Had our Autumn photoshoot yesterday. LuLu was not amused but did allow a few shots before she climbed out.


----------



## gracefulchaos01 (Mar 19, 2014)

omg, I'm not even going to enter now. that is the cutest danged thing I have seen in forever  
Ok, I might enter, but it's going to take some real work to out-cute that!


----------



## ellisrks01 (Mar 25, 2014)

That's a awesome pic of LuLu! I'm so jellous! My gf and I tried our photo session with Oreo last night but is just wasn't happening.:roll: I think I'll have to use Nikki for the contest she's a decent picture taker.


----------



## gracefulchaos01 (Mar 19, 2014)

400+ photos, 6 hedgehogs. tons of cute photos, don't get me wrong. But only 8 I would consider actually submitting. 
But I better see Lulu in that contest! and an Ellis photo!


----------



## CoffeeKat (Jan 15, 2014)

Thanks guys  That's her WTF look, since I scooped her out of a warm, dark bed and plopped her in a cup. It only took her about 30 seconds to wake up and then she was on the move and all bets were off.


----------



## PennyRosa (Mar 2, 2014)

I entered Penny and she is suppppper cranky so hard to get a good photo of. I thought my picture was better that I entered for the summer contest, so we will see. 

ONE day i'll win... :]


----------



## CoffeeKat (Jan 15, 2014)

Grace, you've got my vote for the 411 contest. I'm entering Larry's contest. You have very photogenic kids, and it has to be tough to choose for something like this. Ellis, both of yours are adorable (have we even seen a pic of Bruce?)


----------



## CoffeeKat (Jan 15, 2014)

Is that your Penny with the green lights? That is an awesome picture


----------



## PennyRosa (Mar 2, 2014)

Yes! My dad LOVES Halloween, so he had tons of cool stuff to use for our photoshoot. :]


----------



## gracefulchaos01 (Mar 19, 2014)

oh! I love the green light photo! It's very artsy


----------



## ellisrks01 (Mar 25, 2014)

Grace, there will be a "Ellis photo" in the contest  I'm just a slacker, and last nights photo shoot was pretty crappy haha!



CoffeeKat said:


> Ellis, both of yours are adorable (have we even seen a pic of Bruce?)
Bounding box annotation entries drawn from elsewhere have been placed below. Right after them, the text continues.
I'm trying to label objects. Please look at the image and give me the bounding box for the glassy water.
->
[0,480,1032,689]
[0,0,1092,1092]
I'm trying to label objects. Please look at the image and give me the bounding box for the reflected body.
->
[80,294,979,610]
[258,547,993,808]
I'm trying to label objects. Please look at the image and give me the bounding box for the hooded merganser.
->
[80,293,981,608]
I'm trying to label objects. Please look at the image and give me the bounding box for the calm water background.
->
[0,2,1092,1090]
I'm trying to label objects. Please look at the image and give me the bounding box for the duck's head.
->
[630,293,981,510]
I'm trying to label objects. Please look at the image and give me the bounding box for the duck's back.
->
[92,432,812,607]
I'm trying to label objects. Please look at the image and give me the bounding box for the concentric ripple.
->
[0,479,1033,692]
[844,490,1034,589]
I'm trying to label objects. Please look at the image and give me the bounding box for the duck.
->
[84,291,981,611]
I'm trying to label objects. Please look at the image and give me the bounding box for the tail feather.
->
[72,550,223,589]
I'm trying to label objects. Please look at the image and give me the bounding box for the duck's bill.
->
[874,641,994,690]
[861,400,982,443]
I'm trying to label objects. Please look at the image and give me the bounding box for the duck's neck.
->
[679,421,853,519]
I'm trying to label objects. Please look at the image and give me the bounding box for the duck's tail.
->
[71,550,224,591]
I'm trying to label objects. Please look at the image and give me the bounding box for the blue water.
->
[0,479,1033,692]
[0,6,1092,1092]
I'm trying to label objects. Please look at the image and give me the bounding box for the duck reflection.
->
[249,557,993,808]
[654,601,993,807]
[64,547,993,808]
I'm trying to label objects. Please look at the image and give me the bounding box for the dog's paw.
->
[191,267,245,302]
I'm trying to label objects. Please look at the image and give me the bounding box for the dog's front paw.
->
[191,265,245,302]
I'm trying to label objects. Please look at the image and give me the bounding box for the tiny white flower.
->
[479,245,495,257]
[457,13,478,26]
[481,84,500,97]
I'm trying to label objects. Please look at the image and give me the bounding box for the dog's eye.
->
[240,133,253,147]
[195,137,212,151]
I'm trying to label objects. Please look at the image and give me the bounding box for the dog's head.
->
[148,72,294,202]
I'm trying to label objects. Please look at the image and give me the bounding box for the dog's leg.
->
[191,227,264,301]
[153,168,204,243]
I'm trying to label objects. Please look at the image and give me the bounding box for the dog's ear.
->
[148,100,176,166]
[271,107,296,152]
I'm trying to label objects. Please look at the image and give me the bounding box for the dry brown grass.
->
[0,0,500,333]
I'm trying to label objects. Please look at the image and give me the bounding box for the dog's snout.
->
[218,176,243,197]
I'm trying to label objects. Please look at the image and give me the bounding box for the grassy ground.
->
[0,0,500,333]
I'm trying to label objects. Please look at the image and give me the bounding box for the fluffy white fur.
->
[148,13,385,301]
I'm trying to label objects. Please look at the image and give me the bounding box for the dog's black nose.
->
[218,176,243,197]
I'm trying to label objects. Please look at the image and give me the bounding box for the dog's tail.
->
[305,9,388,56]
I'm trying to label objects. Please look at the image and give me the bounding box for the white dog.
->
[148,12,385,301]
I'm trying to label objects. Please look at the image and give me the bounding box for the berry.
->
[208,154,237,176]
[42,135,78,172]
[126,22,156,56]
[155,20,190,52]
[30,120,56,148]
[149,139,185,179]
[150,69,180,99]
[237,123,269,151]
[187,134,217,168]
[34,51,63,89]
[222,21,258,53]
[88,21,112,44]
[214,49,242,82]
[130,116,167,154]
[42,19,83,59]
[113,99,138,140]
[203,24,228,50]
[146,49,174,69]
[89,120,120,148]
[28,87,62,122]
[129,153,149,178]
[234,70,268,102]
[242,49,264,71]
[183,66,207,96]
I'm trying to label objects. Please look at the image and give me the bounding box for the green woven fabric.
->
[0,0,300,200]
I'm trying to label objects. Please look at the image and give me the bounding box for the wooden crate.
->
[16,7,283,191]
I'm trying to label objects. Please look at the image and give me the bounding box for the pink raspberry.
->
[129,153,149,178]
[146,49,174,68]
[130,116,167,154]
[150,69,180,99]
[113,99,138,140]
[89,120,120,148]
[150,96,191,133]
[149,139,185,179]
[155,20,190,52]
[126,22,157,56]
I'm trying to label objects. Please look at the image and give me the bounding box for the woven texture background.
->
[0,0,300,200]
I have a picture or two of Bruce in my profile album. I never get the chance to post pics of him because he's always on the move. (He's definitely not a contender)

Here's Bruce Quillis


----------



## gracefulchaos01 (Mar 19, 2014)

You know, I had pretty low expectations for the second set shoot. In all honesty it came out much better than I thought it would. You never know if you have a diamond in the rough until you start going through the photos on the big screen.


----------



## coffeebean (Aug 27, 2014)

omg that is adorable!!!


----------



## PennyRosa (Mar 2, 2014)

Hehe. Maybe I have a chance of doing better on this contest. Thanks guys!


----------



## Kiwithehedgie (Oct 1, 2014)

What contest are yall talking about? I'm still pretty new to this.


----------



## gracefulchaos01 (Mar 19, 2014)

Larry at Carolina Storm Wheels holds an annual HedgeOWeen contest. There are already some wonderful entries and a few of us here are also planning on tossing our hats in the ring for the competition. Larry made a post about it that you can find and look at the entries from there, or you can click the Carolina Storm Wheels banner ad at the top of the page and go directly to his website that way.


----------